Xiaoting Sun will be working using a longitudinal national health insurance research database in Taiwan. Sun is completing her third year of PhD work in Health Services Research, Administration, and Policy. Professor Li-WU Chen, PhD., Director of the Center for Health Policy Analysis and Rural Health Research and Co-Director of Nebraska Public Health Practice-Based Research Network mentors Xiaoting Sun. For six years, there has been a collaborative working relationship between the National Taiwan University’s (NTU) CoPH and Dr. Chen. This productive and sustainable partnership is a platform from which Sun can also consider Nebraskan challenges related continuity of care (COC) in primary preventive and secondary preventive health care. Dr. Li-Wu Chen, who graduated from NTU’s COPH, and has a collaborative relationship with Taiwanese researchers on topics related to preventable hospitalizations and readmissions. The collaborative work, especially examining rural/urban disparities in both countries, builds strong continuing relationships that benefit UNMC graduate students and our Nebraska System. Taiwan’s National Health Insurance Claim Database (NHICD) contains population-based and comprehensive expenditure information. This national database inputs care from the universally covered national health insurance and enables researchers to conduct valid longitudinal studies to examine critical health policy issues
Ms. Sun’s fellowship specifically explores the effect of continuity of care (COC) on preventive services utilization and hospital readmission. The data will be collected from the Taiwanese National Health Insurance Research Database (NHIRD) positions the investigator with opportunities for research and experience that contributes to her doctoral studies and her future career possibilities.

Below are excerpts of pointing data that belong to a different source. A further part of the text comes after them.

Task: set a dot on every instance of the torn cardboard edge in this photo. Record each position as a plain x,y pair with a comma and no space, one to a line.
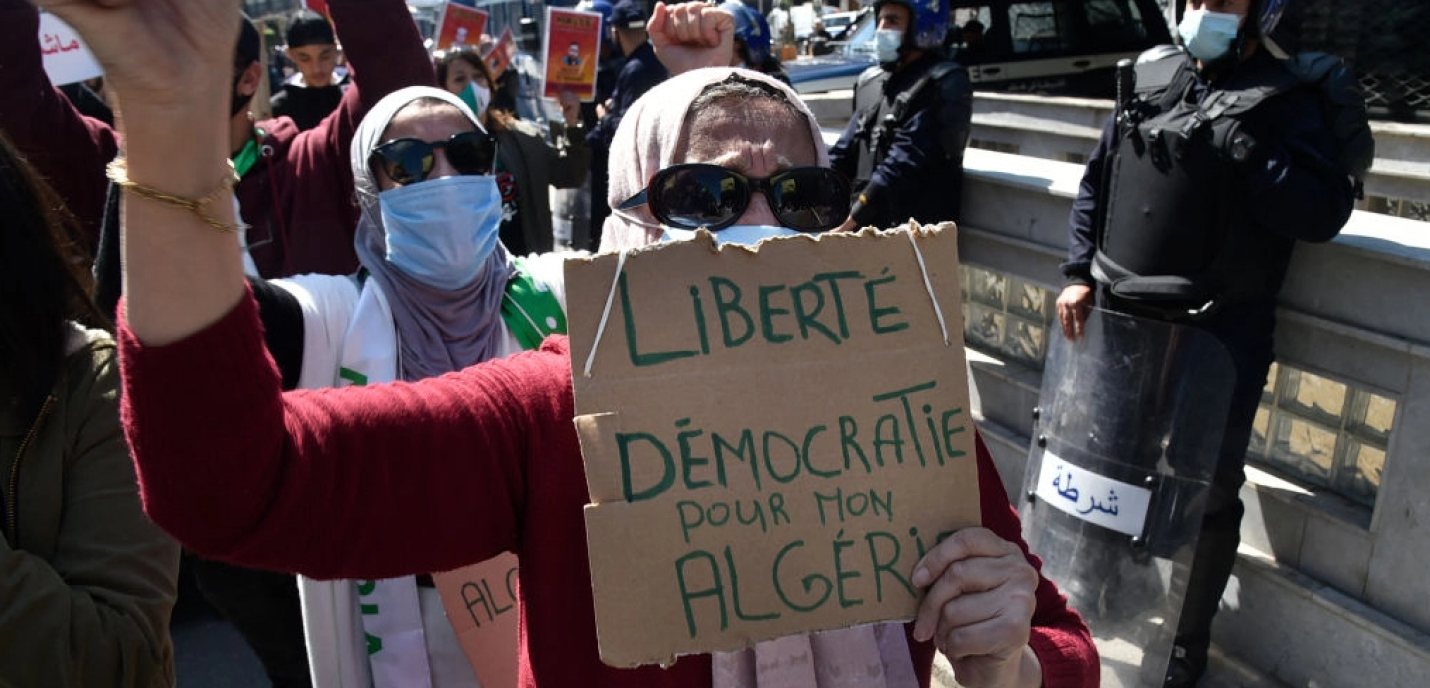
760,346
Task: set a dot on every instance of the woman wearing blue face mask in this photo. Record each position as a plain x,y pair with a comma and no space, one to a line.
436,292
529,166
439,472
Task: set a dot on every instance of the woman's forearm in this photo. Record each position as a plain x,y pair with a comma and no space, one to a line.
180,273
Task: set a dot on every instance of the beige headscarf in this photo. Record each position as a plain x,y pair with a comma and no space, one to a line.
863,657
645,143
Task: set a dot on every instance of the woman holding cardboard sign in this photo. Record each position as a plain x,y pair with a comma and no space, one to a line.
442,472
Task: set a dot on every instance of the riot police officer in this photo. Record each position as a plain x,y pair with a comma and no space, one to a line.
1189,210
904,146
752,42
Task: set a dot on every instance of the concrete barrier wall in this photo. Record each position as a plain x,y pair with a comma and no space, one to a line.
1353,311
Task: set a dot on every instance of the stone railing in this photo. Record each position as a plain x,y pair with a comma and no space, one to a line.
1329,588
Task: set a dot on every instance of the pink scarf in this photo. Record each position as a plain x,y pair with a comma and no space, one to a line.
865,657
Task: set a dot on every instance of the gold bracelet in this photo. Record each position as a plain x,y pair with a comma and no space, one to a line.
119,173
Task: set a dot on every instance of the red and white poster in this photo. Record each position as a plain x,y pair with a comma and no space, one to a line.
571,46
502,53
66,59
461,26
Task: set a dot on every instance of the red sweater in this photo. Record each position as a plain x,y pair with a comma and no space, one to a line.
395,479
298,198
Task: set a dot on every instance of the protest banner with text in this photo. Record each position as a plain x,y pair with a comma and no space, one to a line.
481,604
461,27
502,53
66,59
772,439
571,47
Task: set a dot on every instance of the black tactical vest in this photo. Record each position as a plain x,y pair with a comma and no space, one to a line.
1164,233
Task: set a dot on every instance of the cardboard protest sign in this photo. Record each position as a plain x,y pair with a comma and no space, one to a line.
481,604
772,439
461,26
502,53
571,49
66,59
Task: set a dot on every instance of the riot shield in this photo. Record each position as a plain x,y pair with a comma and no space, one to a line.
1127,436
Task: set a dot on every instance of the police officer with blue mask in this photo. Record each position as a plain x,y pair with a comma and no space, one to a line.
1217,162
638,75
904,146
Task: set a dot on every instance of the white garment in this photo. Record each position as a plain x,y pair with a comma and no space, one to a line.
349,329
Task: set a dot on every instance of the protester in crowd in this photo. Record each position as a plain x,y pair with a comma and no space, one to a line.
295,188
641,72
86,581
439,293
295,192
528,166
315,90
323,491
752,42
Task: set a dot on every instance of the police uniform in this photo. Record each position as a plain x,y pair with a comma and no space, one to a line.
911,168
1210,209
639,73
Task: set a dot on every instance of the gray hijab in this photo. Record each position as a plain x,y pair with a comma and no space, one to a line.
438,331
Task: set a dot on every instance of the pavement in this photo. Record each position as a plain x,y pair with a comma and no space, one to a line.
209,652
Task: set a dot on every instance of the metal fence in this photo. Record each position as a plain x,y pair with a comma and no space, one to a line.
1384,42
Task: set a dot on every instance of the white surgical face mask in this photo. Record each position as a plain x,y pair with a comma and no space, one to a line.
1209,35
744,235
887,43
441,232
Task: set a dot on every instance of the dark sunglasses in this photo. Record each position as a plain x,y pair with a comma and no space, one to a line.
698,195
411,160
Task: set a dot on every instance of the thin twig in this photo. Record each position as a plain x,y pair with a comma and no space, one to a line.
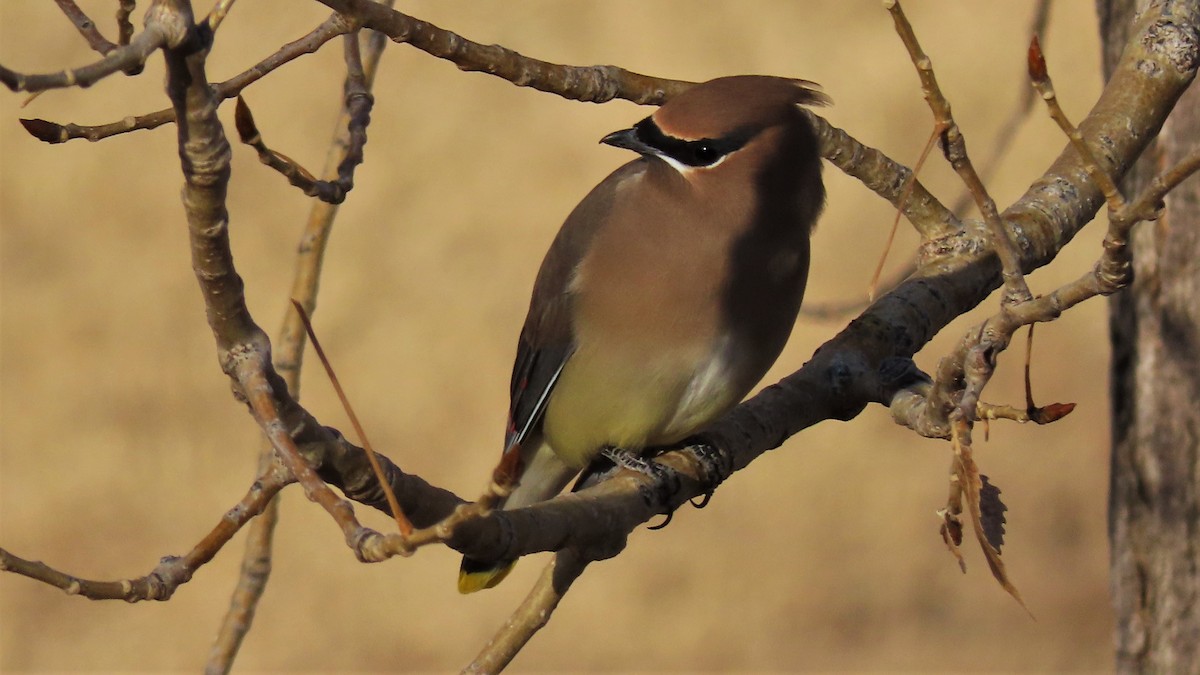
533,614
172,571
131,57
85,27
288,356
954,147
402,523
124,27
54,132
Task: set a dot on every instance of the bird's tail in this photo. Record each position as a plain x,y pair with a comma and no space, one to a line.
544,477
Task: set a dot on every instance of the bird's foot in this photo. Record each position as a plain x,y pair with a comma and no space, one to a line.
664,479
717,467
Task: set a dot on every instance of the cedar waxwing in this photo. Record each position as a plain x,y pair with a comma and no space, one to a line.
670,290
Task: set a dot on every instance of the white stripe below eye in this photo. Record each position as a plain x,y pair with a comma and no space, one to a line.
684,169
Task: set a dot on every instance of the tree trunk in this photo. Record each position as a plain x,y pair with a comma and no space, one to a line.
1155,489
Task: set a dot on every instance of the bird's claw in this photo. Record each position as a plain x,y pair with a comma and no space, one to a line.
665,481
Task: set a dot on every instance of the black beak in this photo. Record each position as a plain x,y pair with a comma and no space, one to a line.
628,139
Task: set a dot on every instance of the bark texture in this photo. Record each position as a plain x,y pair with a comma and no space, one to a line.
1155,491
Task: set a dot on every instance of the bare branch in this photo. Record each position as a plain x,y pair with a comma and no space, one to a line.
124,27
329,29
159,33
172,571
954,147
85,27
533,614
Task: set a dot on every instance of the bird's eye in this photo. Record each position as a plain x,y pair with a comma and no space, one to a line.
705,153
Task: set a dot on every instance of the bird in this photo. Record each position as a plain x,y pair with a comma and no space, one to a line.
670,290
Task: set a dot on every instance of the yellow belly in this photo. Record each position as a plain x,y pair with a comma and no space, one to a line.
617,398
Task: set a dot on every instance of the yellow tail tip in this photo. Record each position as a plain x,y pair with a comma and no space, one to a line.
473,577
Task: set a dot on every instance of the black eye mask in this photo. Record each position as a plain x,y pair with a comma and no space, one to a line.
702,153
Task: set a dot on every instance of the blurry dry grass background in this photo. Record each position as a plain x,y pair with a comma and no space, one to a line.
119,441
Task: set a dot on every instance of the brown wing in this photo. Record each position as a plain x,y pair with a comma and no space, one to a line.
547,340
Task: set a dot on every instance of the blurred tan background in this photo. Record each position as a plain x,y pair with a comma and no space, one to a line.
119,441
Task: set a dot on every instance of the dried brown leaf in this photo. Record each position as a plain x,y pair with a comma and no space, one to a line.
1053,412
45,130
991,511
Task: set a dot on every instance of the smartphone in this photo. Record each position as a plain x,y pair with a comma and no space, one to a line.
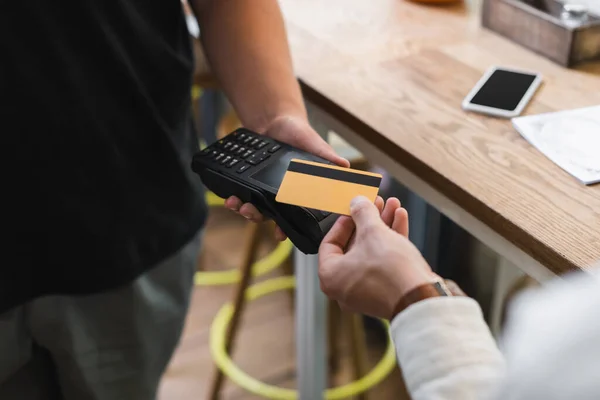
502,92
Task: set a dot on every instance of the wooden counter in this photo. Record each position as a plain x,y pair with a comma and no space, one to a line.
395,72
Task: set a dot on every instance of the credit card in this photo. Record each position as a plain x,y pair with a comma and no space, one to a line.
326,187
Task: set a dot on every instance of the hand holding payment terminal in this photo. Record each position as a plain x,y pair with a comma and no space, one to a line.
251,167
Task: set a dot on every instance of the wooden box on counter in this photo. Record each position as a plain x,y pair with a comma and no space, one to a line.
539,26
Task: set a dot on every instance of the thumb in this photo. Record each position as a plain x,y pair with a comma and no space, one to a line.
364,213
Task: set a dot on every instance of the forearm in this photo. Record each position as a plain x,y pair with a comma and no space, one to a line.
246,45
445,350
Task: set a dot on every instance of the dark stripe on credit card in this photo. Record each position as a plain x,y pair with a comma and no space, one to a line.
336,174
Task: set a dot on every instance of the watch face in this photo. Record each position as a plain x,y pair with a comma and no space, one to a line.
442,289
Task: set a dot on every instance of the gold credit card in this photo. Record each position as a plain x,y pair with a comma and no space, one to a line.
326,187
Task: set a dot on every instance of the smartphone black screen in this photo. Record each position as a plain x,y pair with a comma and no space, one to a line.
503,90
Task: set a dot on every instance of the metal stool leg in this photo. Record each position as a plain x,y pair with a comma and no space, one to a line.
249,254
359,348
333,332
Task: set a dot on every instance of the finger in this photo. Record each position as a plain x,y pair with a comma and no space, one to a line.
337,238
233,203
345,308
364,213
391,205
322,149
379,203
400,223
251,213
279,234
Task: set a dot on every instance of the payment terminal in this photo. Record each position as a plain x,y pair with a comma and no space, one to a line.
251,167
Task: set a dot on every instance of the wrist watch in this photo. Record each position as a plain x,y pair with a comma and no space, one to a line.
436,288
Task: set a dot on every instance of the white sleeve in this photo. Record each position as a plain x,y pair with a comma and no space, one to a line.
446,351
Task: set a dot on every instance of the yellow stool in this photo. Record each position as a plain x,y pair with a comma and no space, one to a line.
203,78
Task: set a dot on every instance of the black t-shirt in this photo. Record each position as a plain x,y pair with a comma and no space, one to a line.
98,140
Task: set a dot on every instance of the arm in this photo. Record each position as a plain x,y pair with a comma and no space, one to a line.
446,350
246,44
443,346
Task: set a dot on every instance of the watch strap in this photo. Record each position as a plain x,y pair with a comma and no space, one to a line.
436,288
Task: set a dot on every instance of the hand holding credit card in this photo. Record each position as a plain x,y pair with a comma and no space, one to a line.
326,187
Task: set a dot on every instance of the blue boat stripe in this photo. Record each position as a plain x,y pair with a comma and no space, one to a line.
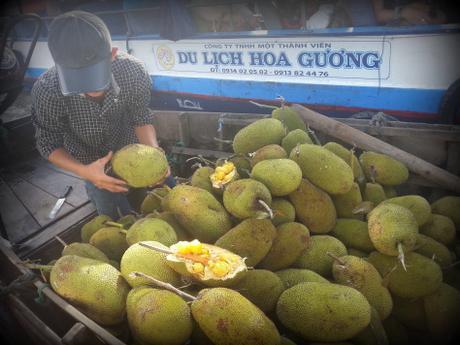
398,99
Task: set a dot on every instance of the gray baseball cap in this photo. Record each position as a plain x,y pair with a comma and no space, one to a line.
81,47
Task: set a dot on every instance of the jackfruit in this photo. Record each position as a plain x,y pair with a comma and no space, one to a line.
140,165
442,310
84,250
228,318
418,205
323,168
392,227
151,312
433,250
315,257
440,228
348,157
361,275
242,198
127,221
250,239
356,252
198,211
241,162
314,208
222,176
283,211
384,169
168,217
422,277
111,241
289,117
152,201
261,287
374,193
294,276
201,178
147,261
347,202
374,334
208,264
151,229
390,192
353,233
92,226
448,206
396,332
95,287
294,138
280,176
272,151
258,134
411,313
291,240
323,311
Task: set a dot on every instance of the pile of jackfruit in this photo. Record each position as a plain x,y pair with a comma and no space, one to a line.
285,242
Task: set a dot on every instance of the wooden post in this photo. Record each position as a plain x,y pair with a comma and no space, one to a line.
364,141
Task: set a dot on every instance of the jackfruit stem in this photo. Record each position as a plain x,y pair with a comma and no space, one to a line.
313,135
114,224
336,258
158,249
38,267
61,241
401,256
266,207
163,285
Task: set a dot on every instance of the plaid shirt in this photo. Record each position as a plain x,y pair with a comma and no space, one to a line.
86,129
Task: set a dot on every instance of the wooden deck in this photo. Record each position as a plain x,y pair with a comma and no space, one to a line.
28,192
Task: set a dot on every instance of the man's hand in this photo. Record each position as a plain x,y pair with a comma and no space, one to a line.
95,173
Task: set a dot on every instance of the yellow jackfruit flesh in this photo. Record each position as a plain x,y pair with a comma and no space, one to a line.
208,264
140,165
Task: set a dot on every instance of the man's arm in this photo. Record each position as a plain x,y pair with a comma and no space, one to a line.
146,135
93,172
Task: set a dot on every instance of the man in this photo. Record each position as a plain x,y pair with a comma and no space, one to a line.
91,103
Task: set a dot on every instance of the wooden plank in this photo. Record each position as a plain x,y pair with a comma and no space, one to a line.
362,140
35,200
56,229
17,220
53,182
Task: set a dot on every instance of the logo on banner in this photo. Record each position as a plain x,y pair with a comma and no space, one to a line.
165,57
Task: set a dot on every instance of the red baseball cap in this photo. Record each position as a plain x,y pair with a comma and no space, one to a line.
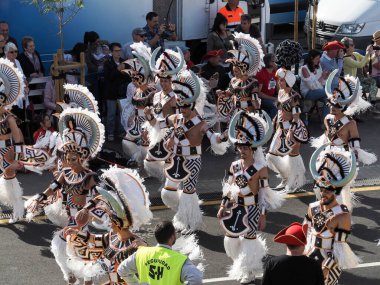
333,45
292,235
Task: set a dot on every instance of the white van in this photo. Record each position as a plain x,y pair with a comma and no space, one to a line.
357,19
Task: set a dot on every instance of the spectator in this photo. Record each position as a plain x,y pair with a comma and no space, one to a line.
293,268
2,45
219,38
213,69
332,58
138,35
158,260
4,30
375,74
127,106
313,80
11,51
50,98
186,54
247,27
376,59
45,125
157,33
30,59
267,85
232,12
352,61
74,54
115,88
95,58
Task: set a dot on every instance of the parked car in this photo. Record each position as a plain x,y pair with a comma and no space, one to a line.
357,19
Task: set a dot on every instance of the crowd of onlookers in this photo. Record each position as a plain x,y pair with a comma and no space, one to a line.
105,62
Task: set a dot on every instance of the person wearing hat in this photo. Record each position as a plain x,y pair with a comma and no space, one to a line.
165,68
376,58
156,33
341,129
284,152
136,142
332,58
328,223
124,200
247,196
294,267
138,35
186,54
246,61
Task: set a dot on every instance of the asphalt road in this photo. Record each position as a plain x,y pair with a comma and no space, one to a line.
25,257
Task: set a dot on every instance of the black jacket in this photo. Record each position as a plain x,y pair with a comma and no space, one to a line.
27,65
115,81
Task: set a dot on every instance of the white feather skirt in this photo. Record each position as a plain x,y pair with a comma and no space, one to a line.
189,214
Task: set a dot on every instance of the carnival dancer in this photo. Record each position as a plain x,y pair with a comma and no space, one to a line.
247,197
164,104
341,129
135,143
284,152
328,222
126,202
11,89
75,96
184,144
242,93
82,136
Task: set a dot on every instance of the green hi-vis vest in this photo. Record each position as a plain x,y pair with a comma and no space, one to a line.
159,265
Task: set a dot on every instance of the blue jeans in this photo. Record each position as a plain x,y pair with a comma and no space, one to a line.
113,118
268,106
318,95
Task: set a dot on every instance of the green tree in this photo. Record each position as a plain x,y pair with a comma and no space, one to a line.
65,10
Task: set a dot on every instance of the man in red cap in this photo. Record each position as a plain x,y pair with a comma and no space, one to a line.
293,267
332,58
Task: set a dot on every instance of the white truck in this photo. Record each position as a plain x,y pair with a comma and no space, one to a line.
357,19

Sun describes in her fellowship proposal critical points that make this an ideal Chambers’ Fellowship topic. She describes the expected demise of the Affordable Care Act (ACA) that expanded insurance coverage and promoted innovative healthcare delivery model to improve COC. Her emphasis, in Taiwan, that informs the United States is associated with how policy emphasizes COC and can inform health care utilization rates, hospital readmission and eventually population health outcomes. The NHIRD study will explore Taiwan’s universal health insurance system, and create from the data analysis, recommendations for best practices.
The College of Public Health congratulates the Suzanne and Ward Chambers’ Global Fellowship scholars and is appreciative of the funding and support offered to our global health education from the Chamber’s family.